The state of Florida placed a five-year-old boy in Wayne Smith's home in 2001. The boy had "learning disabilities and other special needs," and Smith and has partner have been, according to social workers, exemplary parents. Smith sued to adopt the boy—now a teenager—and a judge approved the adoption and declared the state's ban on adoptions by gay people to be unconstitutional. The state allowed the adoption to be processed but then—citing technicalities—moved to deny Smith's son the benefits the state provides to all other children who have been adopted out of foster care. Smith had been declared the child's permanent guardian back 2006—something the state wanted because it helped the state meet federal guidelines for moving children from foster care to permanent placements—so the child wasn't actually in the foster care system when he was adopted, Florida insisted, and therefore Smith's son wasn't entitled to the same benefits as all other children adopted out of foster care.
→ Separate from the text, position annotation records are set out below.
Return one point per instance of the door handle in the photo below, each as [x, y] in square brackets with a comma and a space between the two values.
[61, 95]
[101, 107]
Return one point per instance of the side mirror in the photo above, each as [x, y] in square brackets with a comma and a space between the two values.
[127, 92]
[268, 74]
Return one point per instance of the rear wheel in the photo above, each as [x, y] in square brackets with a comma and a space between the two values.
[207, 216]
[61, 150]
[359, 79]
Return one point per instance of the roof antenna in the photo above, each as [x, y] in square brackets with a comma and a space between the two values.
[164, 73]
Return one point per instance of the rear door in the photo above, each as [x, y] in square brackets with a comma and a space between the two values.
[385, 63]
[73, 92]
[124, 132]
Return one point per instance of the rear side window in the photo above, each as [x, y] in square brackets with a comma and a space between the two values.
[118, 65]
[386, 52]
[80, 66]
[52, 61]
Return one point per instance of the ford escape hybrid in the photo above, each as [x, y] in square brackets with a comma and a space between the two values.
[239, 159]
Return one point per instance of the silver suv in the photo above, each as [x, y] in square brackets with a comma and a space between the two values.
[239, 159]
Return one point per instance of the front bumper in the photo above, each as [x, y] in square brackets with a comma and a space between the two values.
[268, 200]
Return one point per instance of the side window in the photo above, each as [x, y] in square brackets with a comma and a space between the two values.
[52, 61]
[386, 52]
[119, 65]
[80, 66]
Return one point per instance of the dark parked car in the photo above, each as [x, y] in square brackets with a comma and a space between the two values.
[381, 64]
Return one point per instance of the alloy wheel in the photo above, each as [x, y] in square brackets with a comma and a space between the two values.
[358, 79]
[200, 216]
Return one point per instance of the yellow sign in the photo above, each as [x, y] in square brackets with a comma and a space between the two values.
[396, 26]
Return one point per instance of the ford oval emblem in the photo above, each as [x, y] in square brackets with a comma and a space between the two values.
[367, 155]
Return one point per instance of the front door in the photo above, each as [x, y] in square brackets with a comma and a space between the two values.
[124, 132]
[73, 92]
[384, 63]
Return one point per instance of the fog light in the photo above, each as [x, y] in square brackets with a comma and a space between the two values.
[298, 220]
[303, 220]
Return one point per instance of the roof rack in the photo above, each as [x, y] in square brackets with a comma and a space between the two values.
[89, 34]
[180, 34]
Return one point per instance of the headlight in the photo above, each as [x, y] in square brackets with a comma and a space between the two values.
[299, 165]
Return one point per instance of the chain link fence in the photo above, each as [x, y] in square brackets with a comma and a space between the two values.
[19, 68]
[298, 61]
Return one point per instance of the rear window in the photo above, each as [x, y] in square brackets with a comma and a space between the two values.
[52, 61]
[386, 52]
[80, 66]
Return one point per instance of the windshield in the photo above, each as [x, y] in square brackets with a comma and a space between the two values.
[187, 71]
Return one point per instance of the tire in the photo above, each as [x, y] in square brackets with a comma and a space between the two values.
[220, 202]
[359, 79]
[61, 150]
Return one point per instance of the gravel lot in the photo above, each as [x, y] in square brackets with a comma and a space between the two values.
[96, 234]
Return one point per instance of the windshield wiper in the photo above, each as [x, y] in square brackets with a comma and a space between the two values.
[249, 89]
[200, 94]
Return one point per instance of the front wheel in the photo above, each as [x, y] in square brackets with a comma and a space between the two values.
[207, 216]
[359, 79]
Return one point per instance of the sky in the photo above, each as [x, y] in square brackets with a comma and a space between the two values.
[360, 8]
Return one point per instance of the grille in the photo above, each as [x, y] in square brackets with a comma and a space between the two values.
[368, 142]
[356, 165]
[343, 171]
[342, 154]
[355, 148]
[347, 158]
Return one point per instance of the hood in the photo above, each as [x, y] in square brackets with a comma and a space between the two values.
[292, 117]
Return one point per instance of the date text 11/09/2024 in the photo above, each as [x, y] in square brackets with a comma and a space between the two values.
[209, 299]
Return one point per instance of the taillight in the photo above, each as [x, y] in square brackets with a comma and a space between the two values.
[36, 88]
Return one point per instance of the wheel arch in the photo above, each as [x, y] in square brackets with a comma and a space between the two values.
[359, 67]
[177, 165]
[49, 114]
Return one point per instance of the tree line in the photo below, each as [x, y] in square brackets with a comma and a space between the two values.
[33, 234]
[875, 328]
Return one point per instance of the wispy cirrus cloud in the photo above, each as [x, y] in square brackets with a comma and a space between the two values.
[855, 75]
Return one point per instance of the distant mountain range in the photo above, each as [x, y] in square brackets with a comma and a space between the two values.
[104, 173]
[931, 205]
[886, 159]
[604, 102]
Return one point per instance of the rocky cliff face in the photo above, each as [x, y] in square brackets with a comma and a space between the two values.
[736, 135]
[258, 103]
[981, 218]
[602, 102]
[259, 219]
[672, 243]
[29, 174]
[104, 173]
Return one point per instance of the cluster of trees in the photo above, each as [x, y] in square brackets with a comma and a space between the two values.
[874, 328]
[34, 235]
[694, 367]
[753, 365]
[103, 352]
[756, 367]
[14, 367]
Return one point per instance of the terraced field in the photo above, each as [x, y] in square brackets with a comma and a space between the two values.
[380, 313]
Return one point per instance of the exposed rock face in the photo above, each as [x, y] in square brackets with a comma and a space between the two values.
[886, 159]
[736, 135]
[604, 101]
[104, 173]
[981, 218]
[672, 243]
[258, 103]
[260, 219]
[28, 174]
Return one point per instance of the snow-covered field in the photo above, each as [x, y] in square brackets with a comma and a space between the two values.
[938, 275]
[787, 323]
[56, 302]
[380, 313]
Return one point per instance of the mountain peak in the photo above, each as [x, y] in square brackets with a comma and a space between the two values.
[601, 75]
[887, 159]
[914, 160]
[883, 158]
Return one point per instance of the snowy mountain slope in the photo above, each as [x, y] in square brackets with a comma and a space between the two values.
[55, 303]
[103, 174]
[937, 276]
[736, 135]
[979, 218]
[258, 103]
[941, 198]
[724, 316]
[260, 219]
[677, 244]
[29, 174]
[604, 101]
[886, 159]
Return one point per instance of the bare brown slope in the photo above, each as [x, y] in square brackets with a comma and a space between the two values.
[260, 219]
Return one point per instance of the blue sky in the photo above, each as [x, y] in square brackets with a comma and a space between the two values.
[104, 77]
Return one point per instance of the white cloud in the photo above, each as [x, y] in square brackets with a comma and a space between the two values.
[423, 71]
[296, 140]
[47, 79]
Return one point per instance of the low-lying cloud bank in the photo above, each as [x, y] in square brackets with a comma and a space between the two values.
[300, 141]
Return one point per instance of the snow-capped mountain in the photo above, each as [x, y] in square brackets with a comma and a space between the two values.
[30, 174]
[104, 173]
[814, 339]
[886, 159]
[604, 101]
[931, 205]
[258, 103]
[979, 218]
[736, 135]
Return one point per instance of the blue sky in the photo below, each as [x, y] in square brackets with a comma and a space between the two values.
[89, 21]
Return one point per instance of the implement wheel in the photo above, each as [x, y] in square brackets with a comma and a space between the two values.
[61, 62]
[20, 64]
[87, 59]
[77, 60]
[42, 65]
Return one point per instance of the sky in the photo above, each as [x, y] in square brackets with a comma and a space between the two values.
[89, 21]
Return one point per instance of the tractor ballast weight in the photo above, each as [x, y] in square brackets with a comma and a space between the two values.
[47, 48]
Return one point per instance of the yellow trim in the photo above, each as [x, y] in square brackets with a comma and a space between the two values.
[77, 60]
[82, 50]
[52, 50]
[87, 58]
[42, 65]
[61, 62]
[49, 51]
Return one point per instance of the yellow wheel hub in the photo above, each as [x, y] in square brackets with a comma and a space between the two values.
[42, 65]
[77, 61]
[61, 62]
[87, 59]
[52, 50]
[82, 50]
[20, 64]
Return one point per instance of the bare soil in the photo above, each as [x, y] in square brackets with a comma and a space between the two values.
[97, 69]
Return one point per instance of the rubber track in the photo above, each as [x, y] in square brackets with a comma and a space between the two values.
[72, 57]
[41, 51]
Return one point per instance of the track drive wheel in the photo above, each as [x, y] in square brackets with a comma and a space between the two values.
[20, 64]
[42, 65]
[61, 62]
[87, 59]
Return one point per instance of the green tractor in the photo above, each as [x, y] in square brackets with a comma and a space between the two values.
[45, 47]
But Smith would have adopted his son if the state had allowed him to. His "permanent guardianship" was an adoption-in-everything-but-name that the state of Florida consented to because it allowed the state to reap the rewards—federal subsidies—for permanently placing the boy with Smith without having to actually allow Smith to adopt the boy.

Because, you see, allowing Smith to adopt the boy would be wrong... because every child deserves a mother and a father....even, presumably, a child that has been "permanently placed" with a gay couple. And after the adoption was mandated by a state judge, the state of Florida had to discriminate against this child—this special-needs, hard-to-place child, that the state placed with a gay man and his partner—to demonstrate its commitment to protecting children... from... um... from health insurance and college tuition?

With Smith gearing up to sue the state—a lawsuit he was likely to win—the state reversed course yesterday and will now provide Smith's son with the same benefits provided to children adopted by straight people and couples.

Florida's embattled ban on adoption by gay people suffered another setback Tuesday, when state child welfare administrators agreed to provide health insurance, college tuition and other benefits to the adopted son of a gay Key West man. For more than a year, the Department of Children & Families had refused to provide the adoption subsidy to the adoptive son of Wayne LaRue Smith, a Key West lawyer whose request to adopt a boy he was raising in foster care was approved by a Monroe County judge in the fall of 2008.

On Tuesday, DCF lawyers did an about-face, agreeing in writing to provide the boy with subsidized college tuition, health insurance under the state's Medicaid program, and other benefits typically provided to other children who are adopted from state care. "It means, finally, after 10 years, he gets what every other child in the same circumstance gets just by asking," Smith said of his now-teenaged son.

You have to love that lead: Florida's embattled gay adoption ban suffered another setback—man, almost makes you feel sorry for Florida's ban on gay adoptions. How it's suffered, huh?